Practical advice for beginners who don’t want to reinvent everything
You can build everything yourself, but consider reusing proven components:
– Data libraries for ingestion and normalization
– Backtesting harnesses (if they are transparent and customizable)
– Feature calculation patterns and testing utilities
The best case isn’t “write no code except the strategy.” The best case is “write the parts that matter and reuse the parts that are already mature,” especially for data handling.
Risk notes for using signals in real trading
Signals are not guarantees. Even strong backtests can fail because:
– Costs change
– Liquidity changes
– Volatility regimes shift
– Execution quality isn’t consistent
So treat your signal generator like a research tool turned into a disciplined monitoring system. You’ll still do better if you assume surprises will happen. Then you’ll be pleasantly surprised if they don’t.
What “good signal software” looks like
When your software is working properly, you should be able to answer simple questions quickly:
– What signal did we compute at this timestamp, for this symbol, with which strategy version?
– What features contributed most (or at least what branches were triggered)?
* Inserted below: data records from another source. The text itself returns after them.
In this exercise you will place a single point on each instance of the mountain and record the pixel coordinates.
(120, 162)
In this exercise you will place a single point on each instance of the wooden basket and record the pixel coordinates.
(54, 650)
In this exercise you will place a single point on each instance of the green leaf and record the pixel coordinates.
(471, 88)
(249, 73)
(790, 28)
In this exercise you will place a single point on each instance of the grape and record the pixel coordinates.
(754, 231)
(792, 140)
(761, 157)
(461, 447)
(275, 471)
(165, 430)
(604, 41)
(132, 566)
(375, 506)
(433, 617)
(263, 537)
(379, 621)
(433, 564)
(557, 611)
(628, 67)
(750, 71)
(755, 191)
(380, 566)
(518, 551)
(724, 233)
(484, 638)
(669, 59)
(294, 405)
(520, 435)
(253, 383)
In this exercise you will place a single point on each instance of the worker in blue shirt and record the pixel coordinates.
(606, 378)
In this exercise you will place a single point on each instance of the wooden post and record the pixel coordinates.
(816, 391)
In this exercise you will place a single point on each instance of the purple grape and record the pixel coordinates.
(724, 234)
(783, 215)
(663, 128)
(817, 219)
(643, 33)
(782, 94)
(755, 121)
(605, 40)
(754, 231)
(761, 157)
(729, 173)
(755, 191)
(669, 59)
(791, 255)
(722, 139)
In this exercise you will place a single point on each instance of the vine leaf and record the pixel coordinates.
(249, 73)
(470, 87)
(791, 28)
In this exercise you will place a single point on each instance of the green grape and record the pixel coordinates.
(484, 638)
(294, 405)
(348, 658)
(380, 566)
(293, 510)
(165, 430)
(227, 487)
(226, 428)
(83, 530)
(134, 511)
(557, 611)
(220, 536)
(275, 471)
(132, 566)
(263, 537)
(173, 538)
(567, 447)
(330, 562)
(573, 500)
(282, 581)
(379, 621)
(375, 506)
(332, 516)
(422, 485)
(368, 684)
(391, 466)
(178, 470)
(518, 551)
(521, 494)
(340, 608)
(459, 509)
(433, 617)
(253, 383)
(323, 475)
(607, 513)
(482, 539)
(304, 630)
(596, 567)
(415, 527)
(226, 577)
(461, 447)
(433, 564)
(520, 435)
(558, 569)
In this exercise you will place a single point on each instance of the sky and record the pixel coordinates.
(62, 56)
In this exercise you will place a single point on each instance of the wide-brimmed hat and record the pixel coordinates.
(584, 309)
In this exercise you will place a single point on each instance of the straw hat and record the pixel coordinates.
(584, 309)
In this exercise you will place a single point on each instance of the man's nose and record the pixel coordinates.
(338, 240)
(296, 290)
– Did the incremental pipeline match the batch pipeline for the same data?
– What costs and slippage assumptions were used in the backtest?
– If performance drops, did the data drift, the cost assumptions, or the regime?
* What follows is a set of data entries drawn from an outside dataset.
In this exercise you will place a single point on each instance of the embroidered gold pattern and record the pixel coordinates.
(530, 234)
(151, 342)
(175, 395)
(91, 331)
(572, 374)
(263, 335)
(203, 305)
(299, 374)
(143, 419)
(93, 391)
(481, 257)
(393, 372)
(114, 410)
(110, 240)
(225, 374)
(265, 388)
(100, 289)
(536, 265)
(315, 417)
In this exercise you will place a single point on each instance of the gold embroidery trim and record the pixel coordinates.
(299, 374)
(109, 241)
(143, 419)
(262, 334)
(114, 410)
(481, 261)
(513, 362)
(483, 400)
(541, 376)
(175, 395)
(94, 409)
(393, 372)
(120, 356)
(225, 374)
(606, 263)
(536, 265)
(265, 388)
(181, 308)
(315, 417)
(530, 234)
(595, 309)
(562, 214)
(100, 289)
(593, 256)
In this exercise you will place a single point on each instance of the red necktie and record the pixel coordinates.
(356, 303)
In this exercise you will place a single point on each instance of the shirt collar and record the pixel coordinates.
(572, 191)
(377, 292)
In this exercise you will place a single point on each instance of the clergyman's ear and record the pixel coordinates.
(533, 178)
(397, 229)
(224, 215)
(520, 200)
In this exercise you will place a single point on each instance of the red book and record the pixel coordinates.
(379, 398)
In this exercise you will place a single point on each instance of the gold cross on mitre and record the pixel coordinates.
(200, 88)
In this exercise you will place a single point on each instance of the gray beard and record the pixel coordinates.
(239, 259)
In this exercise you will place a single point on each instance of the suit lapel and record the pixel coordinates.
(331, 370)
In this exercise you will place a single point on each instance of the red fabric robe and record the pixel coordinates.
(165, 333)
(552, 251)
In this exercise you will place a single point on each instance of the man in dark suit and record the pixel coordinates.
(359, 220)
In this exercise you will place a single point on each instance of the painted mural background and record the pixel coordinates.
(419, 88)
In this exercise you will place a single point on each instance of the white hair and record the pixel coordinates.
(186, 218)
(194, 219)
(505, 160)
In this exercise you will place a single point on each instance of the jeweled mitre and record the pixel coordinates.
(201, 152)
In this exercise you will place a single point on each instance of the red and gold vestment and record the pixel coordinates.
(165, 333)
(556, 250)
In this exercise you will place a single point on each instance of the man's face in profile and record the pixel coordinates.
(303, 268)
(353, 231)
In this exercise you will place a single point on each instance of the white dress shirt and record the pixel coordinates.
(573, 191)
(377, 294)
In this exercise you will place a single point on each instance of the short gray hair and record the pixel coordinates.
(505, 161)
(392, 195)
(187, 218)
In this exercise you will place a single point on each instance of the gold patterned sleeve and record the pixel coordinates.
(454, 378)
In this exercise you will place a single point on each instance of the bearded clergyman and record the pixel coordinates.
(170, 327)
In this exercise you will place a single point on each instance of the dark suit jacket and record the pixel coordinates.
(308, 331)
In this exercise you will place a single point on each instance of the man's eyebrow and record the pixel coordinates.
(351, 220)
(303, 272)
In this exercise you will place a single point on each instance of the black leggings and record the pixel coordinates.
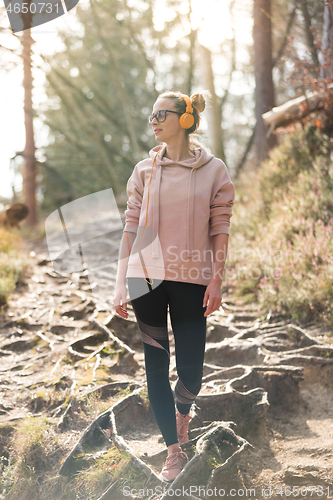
(189, 329)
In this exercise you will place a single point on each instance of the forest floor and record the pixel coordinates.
(47, 369)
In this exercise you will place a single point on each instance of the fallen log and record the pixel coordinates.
(294, 110)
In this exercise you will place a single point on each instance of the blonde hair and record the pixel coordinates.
(198, 101)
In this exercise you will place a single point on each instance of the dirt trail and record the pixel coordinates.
(54, 354)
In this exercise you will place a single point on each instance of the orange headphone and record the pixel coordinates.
(187, 119)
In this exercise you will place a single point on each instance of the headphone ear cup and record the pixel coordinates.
(186, 120)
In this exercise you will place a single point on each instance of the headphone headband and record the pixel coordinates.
(189, 108)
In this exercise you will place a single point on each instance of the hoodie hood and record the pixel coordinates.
(202, 157)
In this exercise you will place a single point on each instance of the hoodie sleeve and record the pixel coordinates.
(221, 205)
(135, 194)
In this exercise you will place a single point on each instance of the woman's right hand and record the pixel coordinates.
(119, 300)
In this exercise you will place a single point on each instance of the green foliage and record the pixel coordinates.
(13, 264)
(283, 245)
(101, 89)
(32, 440)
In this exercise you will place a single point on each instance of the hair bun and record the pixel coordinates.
(198, 102)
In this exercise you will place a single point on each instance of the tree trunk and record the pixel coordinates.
(303, 4)
(263, 64)
(327, 43)
(214, 114)
(30, 165)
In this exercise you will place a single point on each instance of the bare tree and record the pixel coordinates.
(263, 64)
(327, 42)
(30, 164)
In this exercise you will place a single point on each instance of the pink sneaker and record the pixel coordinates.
(183, 422)
(174, 464)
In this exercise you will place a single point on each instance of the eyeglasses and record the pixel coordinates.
(161, 115)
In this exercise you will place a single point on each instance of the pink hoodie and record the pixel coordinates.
(189, 202)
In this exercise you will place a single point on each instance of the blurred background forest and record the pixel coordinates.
(100, 90)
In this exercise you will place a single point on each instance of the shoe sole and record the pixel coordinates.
(162, 478)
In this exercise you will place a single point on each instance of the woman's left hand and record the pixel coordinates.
(213, 296)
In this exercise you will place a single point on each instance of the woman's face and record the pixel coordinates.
(168, 130)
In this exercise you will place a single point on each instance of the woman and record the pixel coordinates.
(178, 216)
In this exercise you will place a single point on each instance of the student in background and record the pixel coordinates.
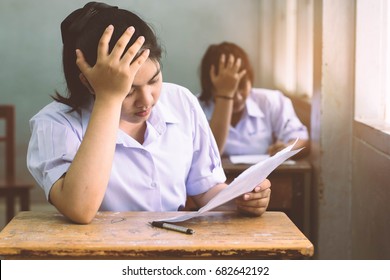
(243, 119)
(122, 140)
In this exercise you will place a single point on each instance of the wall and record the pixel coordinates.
(30, 49)
(370, 193)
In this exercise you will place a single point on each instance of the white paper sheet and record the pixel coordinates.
(244, 183)
(247, 159)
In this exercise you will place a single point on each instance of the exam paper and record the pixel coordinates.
(247, 159)
(244, 183)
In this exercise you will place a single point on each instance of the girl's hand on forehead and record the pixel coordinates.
(113, 74)
(228, 77)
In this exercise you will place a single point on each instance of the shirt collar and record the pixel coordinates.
(252, 108)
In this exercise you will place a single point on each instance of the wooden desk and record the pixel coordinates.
(127, 235)
(291, 184)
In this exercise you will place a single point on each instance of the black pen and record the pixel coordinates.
(172, 227)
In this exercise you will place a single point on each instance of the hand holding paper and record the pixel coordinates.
(244, 183)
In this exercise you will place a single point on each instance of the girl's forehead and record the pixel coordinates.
(147, 72)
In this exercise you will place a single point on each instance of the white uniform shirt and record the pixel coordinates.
(178, 157)
(268, 116)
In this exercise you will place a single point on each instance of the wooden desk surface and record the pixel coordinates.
(128, 235)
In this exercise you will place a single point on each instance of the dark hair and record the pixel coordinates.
(82, 30)
(211, 57)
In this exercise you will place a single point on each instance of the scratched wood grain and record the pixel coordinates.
(128, 235)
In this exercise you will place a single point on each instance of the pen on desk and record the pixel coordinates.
(172, 227)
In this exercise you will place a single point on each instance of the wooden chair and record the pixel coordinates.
(10, 188)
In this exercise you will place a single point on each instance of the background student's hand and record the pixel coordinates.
(226, 81)
(256, 202)
(276, 147)
(113, 75)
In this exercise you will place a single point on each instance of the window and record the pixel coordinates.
(372, 79)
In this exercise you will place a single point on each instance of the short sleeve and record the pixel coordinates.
(51, 150)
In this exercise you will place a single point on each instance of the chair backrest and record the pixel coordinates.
(7, 115)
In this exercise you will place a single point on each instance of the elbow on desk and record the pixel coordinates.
(80, 216)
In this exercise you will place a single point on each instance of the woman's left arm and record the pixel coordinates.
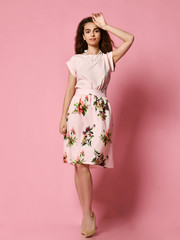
(128, 39)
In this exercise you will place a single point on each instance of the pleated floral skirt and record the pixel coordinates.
(88, 139)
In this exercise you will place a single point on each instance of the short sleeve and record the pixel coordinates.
(111, 62)
(71, 65)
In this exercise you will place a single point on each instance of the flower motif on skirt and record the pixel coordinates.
(71, 137)
(81, 106)
(101, 105)
(88, 135)
(106, 137)
(99, 158)
(80, 158)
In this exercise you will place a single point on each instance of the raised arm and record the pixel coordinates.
(128, 38)
(70, 91)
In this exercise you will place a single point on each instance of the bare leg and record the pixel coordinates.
(78, 187)
(84, 185)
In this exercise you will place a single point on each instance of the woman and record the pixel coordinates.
(86, 120)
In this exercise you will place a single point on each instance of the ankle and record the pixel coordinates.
(88, 214)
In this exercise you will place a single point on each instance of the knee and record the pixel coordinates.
(80, 168)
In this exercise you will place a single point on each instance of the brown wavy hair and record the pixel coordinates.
(106, 44)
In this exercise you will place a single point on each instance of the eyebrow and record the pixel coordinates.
(90, 29)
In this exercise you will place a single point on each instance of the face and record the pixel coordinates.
(92, 34)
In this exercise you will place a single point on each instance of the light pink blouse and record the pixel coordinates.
(92, 71)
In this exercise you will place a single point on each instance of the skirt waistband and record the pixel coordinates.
(97, 92)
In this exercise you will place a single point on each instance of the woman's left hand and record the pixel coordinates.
(99, 20)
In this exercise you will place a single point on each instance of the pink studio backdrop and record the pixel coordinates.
(139, 198)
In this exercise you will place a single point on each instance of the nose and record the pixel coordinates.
(92, 34)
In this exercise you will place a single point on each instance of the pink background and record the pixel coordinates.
(138, 199)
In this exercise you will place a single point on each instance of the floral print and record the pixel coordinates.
(101, 105)
(99, 158)
(81, 106)
(88, 135)
(89, 131)
(71, 137)
(106, 137)
(80, 158)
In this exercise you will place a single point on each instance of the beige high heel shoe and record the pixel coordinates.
(91, 232)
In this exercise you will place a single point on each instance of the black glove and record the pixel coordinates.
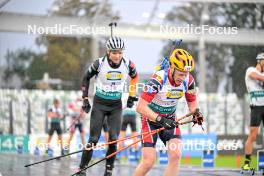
(130, 101)
(198, 118)
(86, 105)
(166, 123)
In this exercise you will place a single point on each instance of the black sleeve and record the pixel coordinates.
(132, 69)
(92, 70)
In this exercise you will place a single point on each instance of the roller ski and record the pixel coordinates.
(247, 170)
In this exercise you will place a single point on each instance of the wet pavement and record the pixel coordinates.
(13, 165)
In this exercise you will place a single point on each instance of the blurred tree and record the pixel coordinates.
(249, 16)
(222, 61)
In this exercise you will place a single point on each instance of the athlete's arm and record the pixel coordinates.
(92, 70)
(256, 76)
(134, 79)
(190, 95)
(145, 111)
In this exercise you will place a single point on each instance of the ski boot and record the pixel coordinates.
(246, 169)
(108, 170)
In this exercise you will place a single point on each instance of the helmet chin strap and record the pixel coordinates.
(111, 63)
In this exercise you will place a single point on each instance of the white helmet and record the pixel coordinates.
(115, 43)
(260, 56)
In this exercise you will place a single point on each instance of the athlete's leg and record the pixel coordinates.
(174, 155)
(148, 149)
(250, 140)
(96, 123)
(114, 125)
(255, 121)
(82, 133)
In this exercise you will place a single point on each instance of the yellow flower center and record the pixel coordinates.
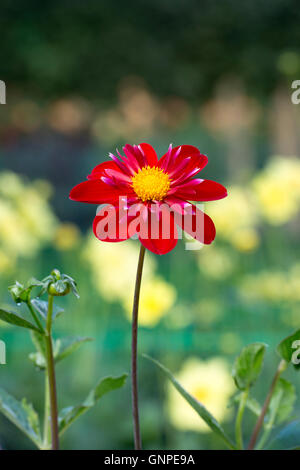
(151, 183)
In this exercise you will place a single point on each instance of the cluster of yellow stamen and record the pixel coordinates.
(151, 183)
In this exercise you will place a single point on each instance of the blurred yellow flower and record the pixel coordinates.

If those answers are hard to produce, your software is not done yet. It might “trade,” but it won’t be trustworthy.
Final thoughts: build the boring parts first
People often start with fancy indicators, then later realize the system breaks because of timestamps, look-ahead bias, missing bars, or inconsistent incremental computation. Those are solvable problems, but they’re cheaper to solve early.
If you want to make your own signal generation software that survives contact with real markets, prioritize:
– A clear signal contract (inputs, outputs, timestamps, versions)
– Consistent feature computation in batch and streaming
– Honest backtesting with costs
– Walk-forward validation
– Monitoring and reproducibility
Do that, and you’ll end up with software you can improve instead of software you constantly rebuild. The market has enough uncertainty already—your code shouldn’t add more.